Page MenuHomePhabricator

Consider automatically removing control characters from Web2Cit field outputs
Open, Needs TriagePublicBUG REPORT

Description

Steps to replicate the issue (include links if applicable):

  • Create a template that outputs a field with a control character. For example, this revision of templates.json (by @Kerry_Raymond) for www.findandconnect.gov.au includes an XPath selection step that returns a string including control character U+00A0 (no-break space).
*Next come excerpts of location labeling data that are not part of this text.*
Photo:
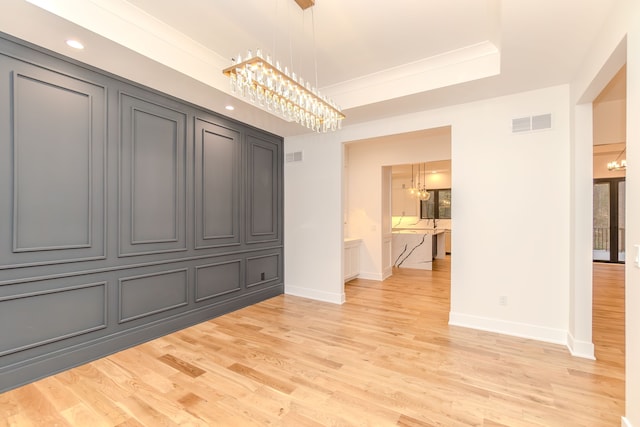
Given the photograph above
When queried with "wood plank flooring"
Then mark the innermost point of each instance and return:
(386, 357)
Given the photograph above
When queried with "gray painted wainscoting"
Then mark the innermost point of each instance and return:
(125, 214)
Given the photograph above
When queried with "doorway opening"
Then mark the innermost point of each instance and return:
(609, 220)
(609, 199)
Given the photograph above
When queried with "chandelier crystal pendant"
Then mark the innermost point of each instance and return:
(258, 80)
(618, 164)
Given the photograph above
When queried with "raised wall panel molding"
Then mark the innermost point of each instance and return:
(152, 172)
(213, 280)
(127, 214)
(264, 192)
(147, 294)
(77, 310)
(53, 155)
(217, 185)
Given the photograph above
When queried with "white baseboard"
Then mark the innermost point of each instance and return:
(371, 276)
(335, 298)
(522, 330)
(579, 348)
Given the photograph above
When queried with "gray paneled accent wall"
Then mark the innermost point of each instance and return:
(126, 214)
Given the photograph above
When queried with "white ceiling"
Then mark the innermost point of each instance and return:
(375, 58)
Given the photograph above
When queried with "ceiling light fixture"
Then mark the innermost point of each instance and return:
(420, 191)
(615, 165)
(74, 44)
(282, 92)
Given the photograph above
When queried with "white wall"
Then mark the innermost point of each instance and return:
(313, 218)
(618, 42)
(511, 216)
(364, 169)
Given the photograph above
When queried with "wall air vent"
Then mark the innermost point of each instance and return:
(531, 123)
(296, 156)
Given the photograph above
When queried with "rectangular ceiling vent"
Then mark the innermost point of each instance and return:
(531, 123)
(296, 156)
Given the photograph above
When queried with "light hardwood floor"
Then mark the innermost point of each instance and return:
(386, 357)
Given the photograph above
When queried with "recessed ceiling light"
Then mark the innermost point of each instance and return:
(75, 44)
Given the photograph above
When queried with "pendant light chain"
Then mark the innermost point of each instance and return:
(315, 51)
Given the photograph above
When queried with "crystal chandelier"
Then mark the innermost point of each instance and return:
(420, 192)
(258, 80)
(283, 93)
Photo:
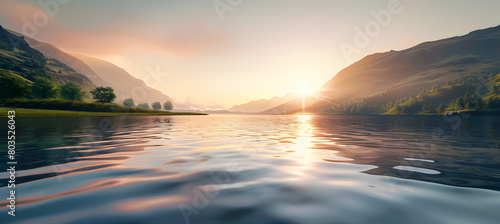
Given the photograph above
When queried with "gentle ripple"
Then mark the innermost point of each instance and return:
(256, 169)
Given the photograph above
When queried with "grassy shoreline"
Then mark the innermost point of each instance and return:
(24, 112)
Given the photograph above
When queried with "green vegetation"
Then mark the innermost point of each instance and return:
(58, 104)
(467, 93)
(156, 105)
(72, 91)
(103, 94)
(168, 105)
(43, 88)
(12, 86)
(143, 105)
(19, 59)
(128, 103)
(22, 112)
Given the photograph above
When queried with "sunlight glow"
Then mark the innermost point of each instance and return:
(303, 87)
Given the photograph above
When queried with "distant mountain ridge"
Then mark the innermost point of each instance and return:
(408, 71)
(256, 106)
(101, 73)
(18, 58)
(124, 84)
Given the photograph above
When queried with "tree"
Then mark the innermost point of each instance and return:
(440, 109)
(128, 103)
(168, 105)
(12, 87)
(143, 105)
(72, 91)
(103, 94)
(156, 105)
(43, 88)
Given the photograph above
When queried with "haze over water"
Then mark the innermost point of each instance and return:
(257, 169)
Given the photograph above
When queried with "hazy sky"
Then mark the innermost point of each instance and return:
(250, 50)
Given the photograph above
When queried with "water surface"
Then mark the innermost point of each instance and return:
(256, 169)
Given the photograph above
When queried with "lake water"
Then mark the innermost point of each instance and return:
(256, 169)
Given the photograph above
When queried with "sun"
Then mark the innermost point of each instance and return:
(303, 87)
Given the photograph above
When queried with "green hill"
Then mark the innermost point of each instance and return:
(17, 58)
(418, 80)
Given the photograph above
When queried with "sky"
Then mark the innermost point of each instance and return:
(219, 53)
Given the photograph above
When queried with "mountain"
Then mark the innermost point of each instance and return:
(101, 74)
(51, 51)
(384, 78)
(124, 84)
(256, 106)
(19, 59)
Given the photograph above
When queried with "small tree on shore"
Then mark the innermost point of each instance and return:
(103, 94)
(72, 91)
(11, 87)
(156, 105)
(168, 105)
(43, 88)
(128, 103)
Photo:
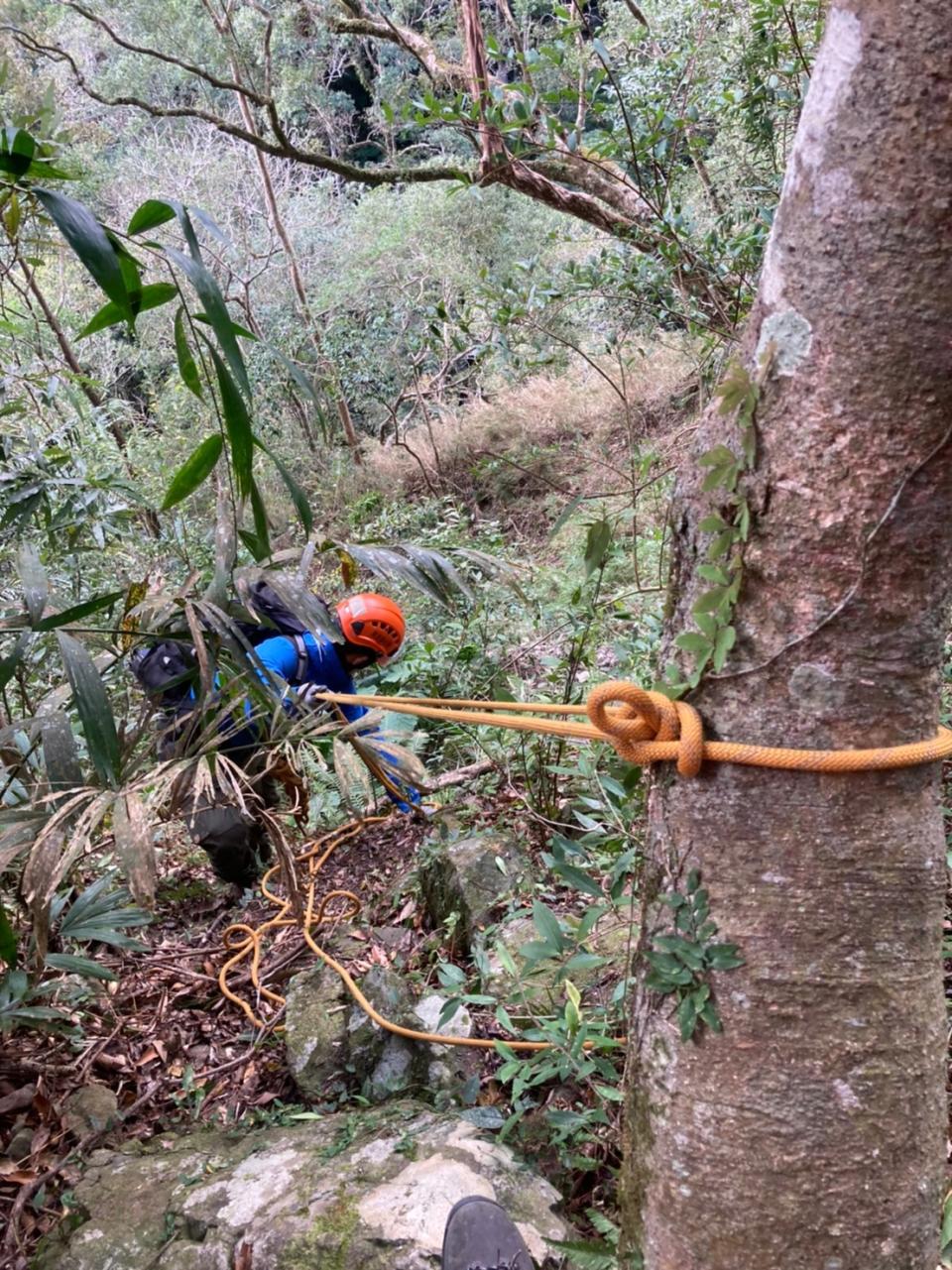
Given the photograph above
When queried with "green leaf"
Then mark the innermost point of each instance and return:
(261, 520)
(713, 524)
(298, 497)
(686, 1017)
(548, 926)
(235, 326)
(150, 297)
(596, 546)
(8, 940)
(90, 243)
(693, 641)
(723, 957)
(216, 311)
(713, 573)
(537, 950)
(149, 215)
(79, 611)
(193, 471)
(93, 708)
(718, 456)
(566, 514)
(722, 543)
(238, 424)
(187, 367)
(578, 879)
(734, 388)
(71, 964)
(709, 601)
(36, 584)
(9, 663)
(726, 638)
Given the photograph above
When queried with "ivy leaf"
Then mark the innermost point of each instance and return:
(732, 389)
(725, 641)
(193, 471)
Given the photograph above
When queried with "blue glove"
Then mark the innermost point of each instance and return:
(411, 795)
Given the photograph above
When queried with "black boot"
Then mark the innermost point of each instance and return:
(479, 1236)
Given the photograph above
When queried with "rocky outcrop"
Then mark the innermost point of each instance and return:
(467, 880)
(362, 1190)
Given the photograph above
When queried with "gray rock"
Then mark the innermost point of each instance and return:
(315, 1029)
(342, 1193)
(461, 881)
(90, 1108)
(394, 1074)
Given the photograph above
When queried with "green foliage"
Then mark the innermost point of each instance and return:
(682, 961)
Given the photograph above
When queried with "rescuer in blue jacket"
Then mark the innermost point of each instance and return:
(373, 629)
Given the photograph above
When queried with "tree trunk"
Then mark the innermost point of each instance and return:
(810, 1133)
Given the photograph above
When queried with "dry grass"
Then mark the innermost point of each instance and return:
(553, 434)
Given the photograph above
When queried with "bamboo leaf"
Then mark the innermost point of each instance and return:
(9, 663)
(135, 848)
(150, 297)
(93, 708)
(238, 424)
(90, 243)
(261, 520)
(216, 311)
(187, 367)
(36, 584)
(8, 940)
(79, 611)
(149, 215)
(71, 964)
(193, 470)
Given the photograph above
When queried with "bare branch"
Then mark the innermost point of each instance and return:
(230, 85)
(450, 73)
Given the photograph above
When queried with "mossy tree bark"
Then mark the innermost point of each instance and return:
(810, 1133)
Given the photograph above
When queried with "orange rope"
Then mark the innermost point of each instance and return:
(644, 727)
(246, 944)
(649, 728)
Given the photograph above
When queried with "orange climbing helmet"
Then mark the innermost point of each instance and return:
(373, 622)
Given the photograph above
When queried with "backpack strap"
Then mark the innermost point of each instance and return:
(301, 649)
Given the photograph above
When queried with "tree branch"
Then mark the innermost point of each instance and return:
(450, 73)
(230, 85)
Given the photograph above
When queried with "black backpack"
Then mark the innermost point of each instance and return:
(168, 669)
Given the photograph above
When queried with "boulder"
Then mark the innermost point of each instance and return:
(90, 1110)
(463, 881)
(350, 1192)
(315, 1029)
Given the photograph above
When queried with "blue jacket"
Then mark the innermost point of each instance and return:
(324, 665)
(327, 671)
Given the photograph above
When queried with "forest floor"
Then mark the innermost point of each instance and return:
(176, 1053)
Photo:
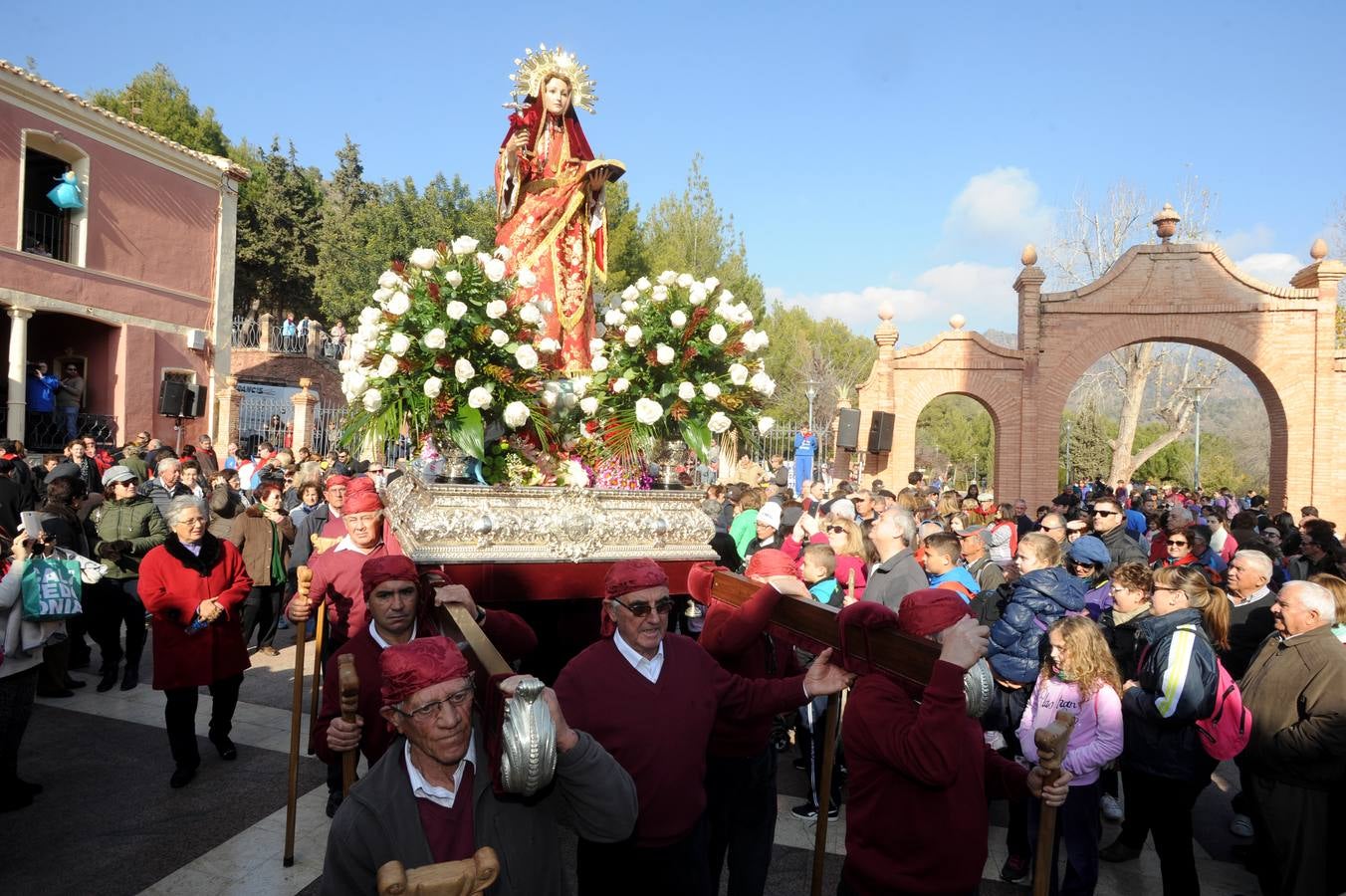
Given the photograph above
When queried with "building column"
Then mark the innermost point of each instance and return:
(305, 404)
(18, 401)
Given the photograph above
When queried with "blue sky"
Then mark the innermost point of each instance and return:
(868, 152)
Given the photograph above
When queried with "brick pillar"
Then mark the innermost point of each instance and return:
(306, 404)
(229, 402)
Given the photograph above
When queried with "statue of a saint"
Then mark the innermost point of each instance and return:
(550, 201)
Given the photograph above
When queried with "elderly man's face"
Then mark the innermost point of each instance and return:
(642, 617)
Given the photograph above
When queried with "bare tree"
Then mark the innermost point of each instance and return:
(1088, 242)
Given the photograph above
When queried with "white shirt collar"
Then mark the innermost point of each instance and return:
(647, 667)
(378, 639)
(421, 788)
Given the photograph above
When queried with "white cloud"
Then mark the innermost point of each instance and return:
(999, 209)
(1275, 268)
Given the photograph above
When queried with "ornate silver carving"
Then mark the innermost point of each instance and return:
(528, 755)
(473, 524)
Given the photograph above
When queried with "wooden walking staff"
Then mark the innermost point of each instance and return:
(305, 576)
(347, 684)
(1051, 751)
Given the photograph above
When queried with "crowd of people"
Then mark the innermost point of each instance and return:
(1130, 607)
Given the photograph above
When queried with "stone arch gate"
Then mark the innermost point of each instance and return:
(1281, 336)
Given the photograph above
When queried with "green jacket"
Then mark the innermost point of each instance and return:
(132, 520)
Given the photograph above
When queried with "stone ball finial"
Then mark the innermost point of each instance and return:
(1166, 222)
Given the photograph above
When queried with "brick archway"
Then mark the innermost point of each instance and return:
(1283, 337)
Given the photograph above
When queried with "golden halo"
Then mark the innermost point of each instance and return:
(536, 68)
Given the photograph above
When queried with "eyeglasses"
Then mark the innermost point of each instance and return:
(643, 608)
(431, 711)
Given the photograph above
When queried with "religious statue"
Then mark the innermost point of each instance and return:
(550, 201)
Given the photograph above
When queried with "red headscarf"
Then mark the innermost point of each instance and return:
(417, 665)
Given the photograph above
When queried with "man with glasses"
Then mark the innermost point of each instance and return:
(650, 699)
(428, 800)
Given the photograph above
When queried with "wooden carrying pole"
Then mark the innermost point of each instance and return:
(1051, 750)
(347, 684)
(305, 576)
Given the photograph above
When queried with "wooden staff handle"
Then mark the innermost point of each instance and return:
(347, 684)
(1051, 743)
(305, 576)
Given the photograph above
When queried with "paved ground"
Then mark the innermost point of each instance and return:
(108, 822)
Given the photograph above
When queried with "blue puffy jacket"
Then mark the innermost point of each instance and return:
(1039, 599)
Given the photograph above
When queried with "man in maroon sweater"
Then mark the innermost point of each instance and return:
(921, 772)
(650, 699)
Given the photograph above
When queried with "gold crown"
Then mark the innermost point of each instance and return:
(536, 68)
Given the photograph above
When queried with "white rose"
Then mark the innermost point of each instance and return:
(647, 412)
(479, 398)
(516, 414)
(424, 259)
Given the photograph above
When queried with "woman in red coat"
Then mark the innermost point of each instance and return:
(194, 584)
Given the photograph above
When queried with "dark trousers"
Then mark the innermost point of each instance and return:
(677, 869)
(16, 693)
(180, 717)
(115, 601)
(1078, 825)
(1162, 806)
(1291, 826)
(741, 812)
(261, 612)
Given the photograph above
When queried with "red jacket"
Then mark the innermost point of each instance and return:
(172, 584)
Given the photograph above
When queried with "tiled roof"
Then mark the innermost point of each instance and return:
(232, 168)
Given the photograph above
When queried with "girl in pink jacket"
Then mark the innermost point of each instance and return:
(1081, 678)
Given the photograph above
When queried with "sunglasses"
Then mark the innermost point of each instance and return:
(643, 608)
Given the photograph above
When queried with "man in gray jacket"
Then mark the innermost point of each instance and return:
(411, 804)
(898, 573)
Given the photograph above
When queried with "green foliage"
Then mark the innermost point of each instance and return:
(691, 233)
(956, 431)
(156, 100)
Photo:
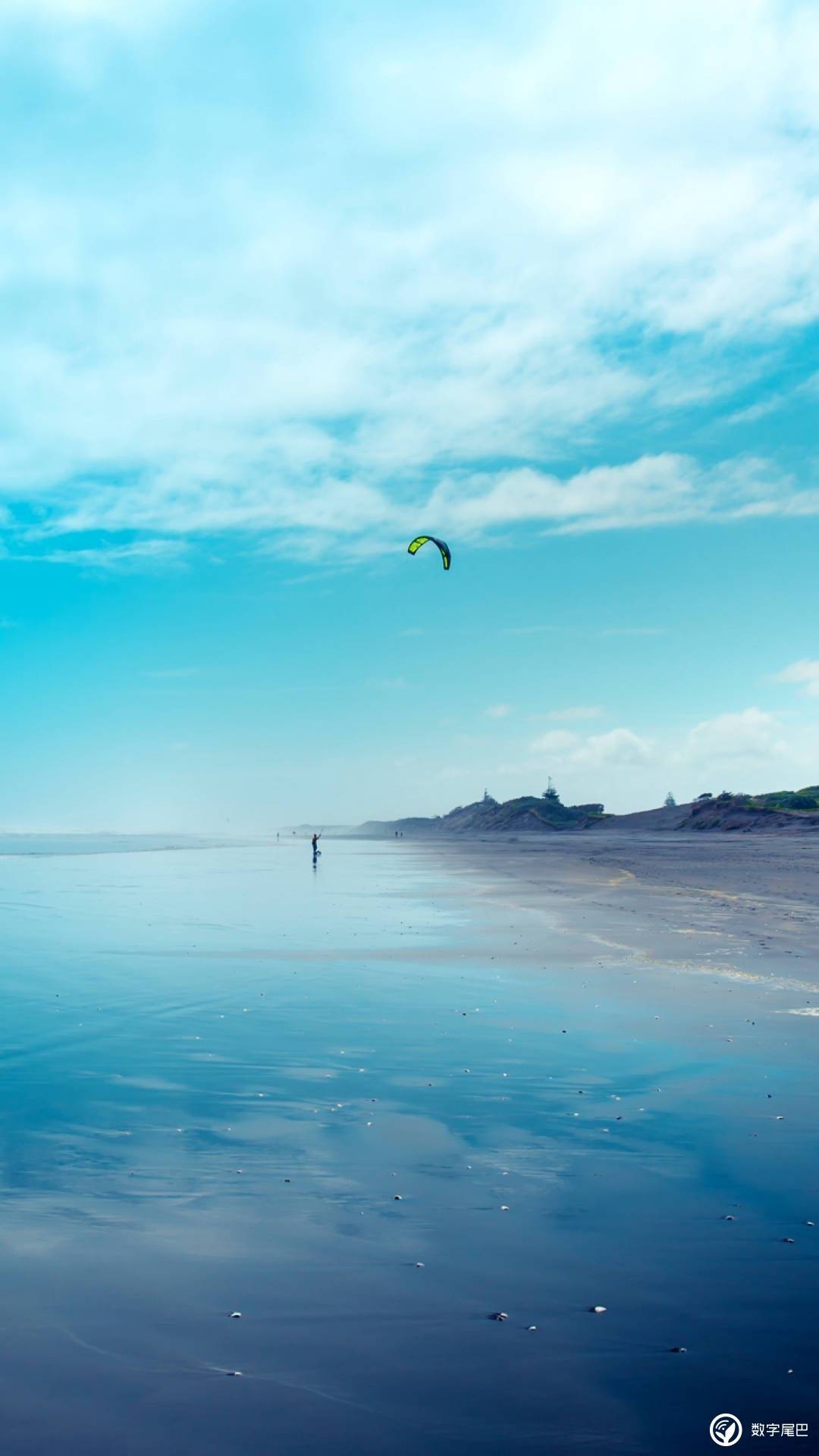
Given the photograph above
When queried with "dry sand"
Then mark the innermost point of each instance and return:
(741, 906)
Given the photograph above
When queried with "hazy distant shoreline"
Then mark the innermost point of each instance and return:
(741, 906)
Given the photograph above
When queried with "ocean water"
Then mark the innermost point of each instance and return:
(368, 1111)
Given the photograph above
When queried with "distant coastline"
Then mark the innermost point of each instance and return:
(783, 811)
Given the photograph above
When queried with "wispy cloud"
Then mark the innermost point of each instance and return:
(126, 557)
(525, 268)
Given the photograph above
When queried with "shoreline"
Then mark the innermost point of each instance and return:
(748, 912)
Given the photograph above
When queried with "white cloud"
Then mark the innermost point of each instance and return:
(805, 673)
(654, 490)
(617, 747)
(114, 558)
(614, 748)
(746, 736)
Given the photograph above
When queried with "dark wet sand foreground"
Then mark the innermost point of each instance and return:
(371, 1107)
(744, 906)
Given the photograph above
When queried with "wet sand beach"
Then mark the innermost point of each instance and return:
(369, 1107)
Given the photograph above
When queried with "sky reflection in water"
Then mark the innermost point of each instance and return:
(219, 1072)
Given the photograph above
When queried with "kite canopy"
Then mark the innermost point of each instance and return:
(442, 546)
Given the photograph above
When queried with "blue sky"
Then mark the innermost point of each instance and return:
(281, 286)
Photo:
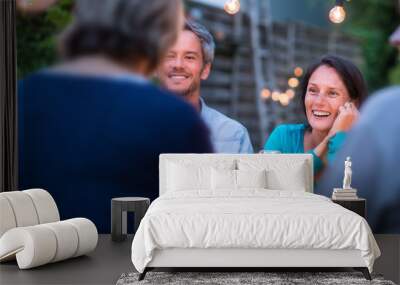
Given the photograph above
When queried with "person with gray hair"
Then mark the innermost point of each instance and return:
(189, 62)
(92, 127)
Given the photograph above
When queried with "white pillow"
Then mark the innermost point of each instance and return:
(223, 179)
(187, 174)
(251, 178)
(282, 174)
(294, 179)
(186, 178)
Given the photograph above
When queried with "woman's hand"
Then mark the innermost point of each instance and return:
(348, 115)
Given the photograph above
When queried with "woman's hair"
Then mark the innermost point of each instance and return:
(348, 72)
(122, 29)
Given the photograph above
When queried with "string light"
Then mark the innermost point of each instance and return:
(284, 99)
(337, 14)
(275, 96)
(232, 6)
(298, 71)
(290, 93)
(293, 82)
(265, 93)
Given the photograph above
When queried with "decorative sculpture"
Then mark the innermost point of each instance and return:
(347, 174)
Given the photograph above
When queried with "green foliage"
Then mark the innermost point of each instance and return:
(37, 37)
(373, 21)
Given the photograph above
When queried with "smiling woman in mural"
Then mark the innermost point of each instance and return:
(332, 91)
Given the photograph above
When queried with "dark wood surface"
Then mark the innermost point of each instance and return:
(358, 206)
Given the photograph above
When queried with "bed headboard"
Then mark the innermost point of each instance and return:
(270, 161)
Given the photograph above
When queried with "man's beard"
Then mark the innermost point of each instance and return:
(189, 91)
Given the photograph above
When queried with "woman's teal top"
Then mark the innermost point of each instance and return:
(290, 139)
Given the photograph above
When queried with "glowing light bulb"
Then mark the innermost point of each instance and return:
(298, 71)
(284, 99)
(293, 82)
(337, 14)
(265, 93)
(275, 95)
(290, 93)
(232, 6)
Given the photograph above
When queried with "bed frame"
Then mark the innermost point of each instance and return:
(233, 259)
(250, 259)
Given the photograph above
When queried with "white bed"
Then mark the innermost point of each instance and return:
(198, 223)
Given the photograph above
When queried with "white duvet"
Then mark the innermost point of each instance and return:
(250, 219)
Alternatively, one may just add a fixed selection returning a string which includes a control character.
  • Use Web2Cit user script to insert a citation for a webpage using the template defined above.

What happens?:

The Cite dialog shows an error:

image.png (469×529 px, 55 KB)

What should have happened instead?:

No error should have been shown.

Software version (skip for WMF-hosted wikis like Wikipedia):

Web2Cit sever v1.1.0

Other information (browser name/version, screenshots, etc.):

We may consider automatically removing (or replacing, as appropriate) these control scripts from Web2Cit field outputs.

Note that Zotero translation (or Citoid, or at least the Embedded metadata translator) seem to be doing this (i.e., removing/replacing the control characters) since citations created without the user script (that is, by having Citoid use embedded metadata in Web2Cit server's HTML response) do not show the same error. That is, having Citoid generate a citation for https://web2cit.toolforge.org/https://www.findandconnect.gov.au/guide/qld/QE00439.

In the meantime, one may use replace transformation (not yet supported, see T302691) to manually replace these control characters, or use split + join transformations (as suggested by @Kerry_Raymond).